El carlismo no se cura

Siempre hay algo en Baroja de eso que los franceses llaman pétillant, el grato pellizco que producen las burbujas del champán en la lengua y el paladar. Claro que los maliciosos podrán decir que en Baroja ese picorcillo no lo produce el champán, ni siquiera el agua de Vichy, sino la castiza gaseosa. Como quieran, pero en orden a burbujas todas son una maravilla, como las estrellas, a las que tanto se parecen. A la debida distancia, no hay estrella fea ni una burbuja por cuyas venas no corra el mismo aristocrático gas carbónico, todas son de gas azul. Pero Baroja, que atinó tantas veces con apotegmas que son ya del acerbo universal (“El psicoanálisis es el cubismo de la medicina” o “El Pensamiento Navarro, gran oxímoron”), se equivocó en el que acaso es el más famoso de los suyos, “El carlismo se cura viajando”. Entendía por carlismo todo lo cerril, oscurantista e intransigente.

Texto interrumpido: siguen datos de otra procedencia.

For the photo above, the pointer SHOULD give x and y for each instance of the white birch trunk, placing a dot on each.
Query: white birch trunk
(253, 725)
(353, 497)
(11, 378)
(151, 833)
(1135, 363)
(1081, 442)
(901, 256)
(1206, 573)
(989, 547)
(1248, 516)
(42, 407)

Pues bien, en esta ocasión el tiempo ha quitado la razón al liberal don Pío: el carlismo no se cura ni viajando. De hecho, algunos viajan para acreditárselo y subirlo de punto.

No se entiende cómo nadie ha pedido aún el indulto de los pobres tomates de Buñol

Y no se dice aquí por el carlismo rampante de ETA en tournée permanente por Argelia o Venezuela ni por esos 2.500 europeos que han viajado hasta Siria e Iraq para cortar cabezas en las hordas yihadistas. Ni siquiera hablamos de esas otras hordas turísticas que viajan desde el norte para arrasar el sur con sus descerebrados modos de entender el esparcimiento. Piensa uno ahora en un carlismo local no por incruento menos desolador. Vienen a doctorarse en él, nos dicen, de todas partes del mundo. Hablamos, cómo no, de la célebre tomatina de Buñol, esa bacanal en la que unos miles de enajenados irreversibles, crónicos y accidentales se rebozan como salvajes en un vómito tomatil de color rojo carlista por las calles del pueblo. Acostumbrados a las protestas ciudadanas por las corridas de toros, no se entiende cómo nadie ha pedido aún el indulto de los pobres tomates de Buñol, siquiera por razones de salubridad mental. Tampoco hace falta viajar mucho para saber que 120 toneladas de tomates tratados así son un serio problema moral (“más de mil millones de seres humanos padecen hambre en el mundo”) y un serio problema estético. Pero como diría Baroja, es difícil acabar con el carlismo en un país de “curas, moscas y carabineros”. Los curas de hoy se llaman concejales, y los carabineros prescriben el calibre de los tomates. Por suerte, las moscas siguen siendo las mismas.